Ma da ultimo la trovata veramente
geniale è stata quella dell’aumento degli acconti sul reddito saliti al 102%.
Spieghiamo
che significa. Non tutti sanno che le tasse che imprenditori e professionisti
pagano ogni anno non sono solo quelle relative all’anno precedente. Nossignore.

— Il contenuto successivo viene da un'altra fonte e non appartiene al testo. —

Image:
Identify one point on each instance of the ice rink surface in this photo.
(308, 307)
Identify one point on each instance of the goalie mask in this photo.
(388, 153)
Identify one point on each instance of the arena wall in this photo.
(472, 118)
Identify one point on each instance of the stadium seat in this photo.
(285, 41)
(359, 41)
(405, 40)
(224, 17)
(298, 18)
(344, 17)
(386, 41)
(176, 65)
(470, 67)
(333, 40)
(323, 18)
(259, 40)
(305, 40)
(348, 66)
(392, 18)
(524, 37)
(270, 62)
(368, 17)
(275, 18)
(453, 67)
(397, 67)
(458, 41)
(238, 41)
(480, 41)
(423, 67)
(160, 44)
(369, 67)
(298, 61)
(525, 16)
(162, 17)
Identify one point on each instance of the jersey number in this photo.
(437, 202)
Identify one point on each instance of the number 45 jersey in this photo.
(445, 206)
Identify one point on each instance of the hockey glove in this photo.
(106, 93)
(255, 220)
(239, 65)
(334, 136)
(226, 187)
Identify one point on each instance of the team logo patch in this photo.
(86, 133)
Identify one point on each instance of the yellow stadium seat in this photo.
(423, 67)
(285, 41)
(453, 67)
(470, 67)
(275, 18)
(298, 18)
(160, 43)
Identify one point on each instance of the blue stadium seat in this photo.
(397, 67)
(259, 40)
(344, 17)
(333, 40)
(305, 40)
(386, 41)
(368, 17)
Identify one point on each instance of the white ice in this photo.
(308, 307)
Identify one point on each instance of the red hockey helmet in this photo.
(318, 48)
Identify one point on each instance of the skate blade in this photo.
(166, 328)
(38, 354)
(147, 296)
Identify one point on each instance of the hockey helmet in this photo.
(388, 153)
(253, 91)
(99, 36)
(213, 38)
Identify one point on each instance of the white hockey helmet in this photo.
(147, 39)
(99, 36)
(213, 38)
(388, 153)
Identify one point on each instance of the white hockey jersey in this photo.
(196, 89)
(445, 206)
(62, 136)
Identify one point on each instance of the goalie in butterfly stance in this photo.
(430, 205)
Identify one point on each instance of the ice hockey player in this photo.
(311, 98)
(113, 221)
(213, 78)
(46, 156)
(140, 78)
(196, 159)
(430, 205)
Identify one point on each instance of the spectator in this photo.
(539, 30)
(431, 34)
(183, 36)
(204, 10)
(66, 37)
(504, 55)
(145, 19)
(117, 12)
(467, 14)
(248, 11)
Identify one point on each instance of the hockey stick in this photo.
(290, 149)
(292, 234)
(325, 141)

Sono anni che è in vigore una legge demenziale per cui queste categorie devono
pagare IN ANTICIPO le tasse dell’anno venturo. In altre parole, è come se lo
stato dicesse: “Guarda, siccome ho bisogno di soldi, per cortesia versami in
anticipo le tasse anche per l’anno prossimo”. Se poi il contribuente l’anno
successivo guadagna di più del previsto, verserà un conguaglio (ovviamente
immediato). Se invece guadagna meno del previsto sarà lo stato a versarlo
(manco a dirlo, non immediatamente, ma negli anni successivi; in alcuni casi
per avere i rimborsi occorrono anni). Nessuno fino ad oggi ha mai provveduto a
impugnare questa assurda legge davanti alla Corte Costituzionale o alle Corti
Europee, dove presumibilmente non reggerebbe il tempo di un minuto, tanto è
demenziale, ingiusta e incostituzionale. Ma non è questo il punto che voglio
sottolineare. Il problema invece adesso è un altro. Se negli anni precedenti
l’acconto da versare sul reddito non guadagnato dell’anno futuro era del 99%,
il governo Letta oggi l’ha portato al 102%. In altre parole, in periodo di
crisi, il governo dà per scontato che professionisti e imprenditori l’anno
prossimo guadagneranno di più, quindi possono tranquillamente versare in
anticipo un importo per le tasse superiore a quello di quest’anno. Non c’è che
dire, una trovata non solo geniale, ma soprattutto coerente con la crisi che
stiamo attraversando. Considerando che questo provvedimento non farà altro che
diminuire ancora la liquidità di imprese e professionisti, non è difficile
prevedere le conseguenze di tale normativa: un aumento del 3% circa delle
imprese costrette a chiudere; minori entrate fiscali per lo stato di circa il
12% rispetto all’anno precedente. Si calcola che passeranno dalle 12.000 del
2013 a 25/30.000 nel 2014 (con una previsione di 17.000 nei primi sei mesi) le
aziende che, grazie a questo super geniale provvedimento, chiuderanno i
battenti.
Una mossa da geni, non c'è che dire!
Berlusconi,
tra tutti i politici di questi ultimi decenni, è stato l’unico che voleva
veramente ridurre le tasse (ma gli fu impedito da altri poteri, più potenti di
lui). E’ riuscito quindi unicamente a ridurre o togliere alcune tasse minori,
come quella sui frigoriferi e quella sulle successioni, a ridurre le accise sui
carburanti aerei, o le tasse di stazionamento delle barche di lusso, ma gli è
stato impedito di effettuare una riforma fiscale realmente efficace (come il
portare l’aliquota massima al 30%). La sinistra l’ha sempre accusato di
conflitto di interessi, ma in realtà, da imprenditore capace qual è, più che un
conflitto di interessi il suo era una “comunione di interessi” con altri
imprenditori.
I
governi di sinistra, nonché i recenti governi Monti e Letta, hanno invece
introdotto una figura giuridica nuova e assolutamente innovativa, perché
neanche all’estero sono così avanti: la demenzialità degli interessi (figura
che ricorre giuridicamente quando il provvedimento è di una tale idiozia che
anche un cerebroleso capisce che è voluto per perseguire un interesse
esattamente opposto a quello che viene sbandierato).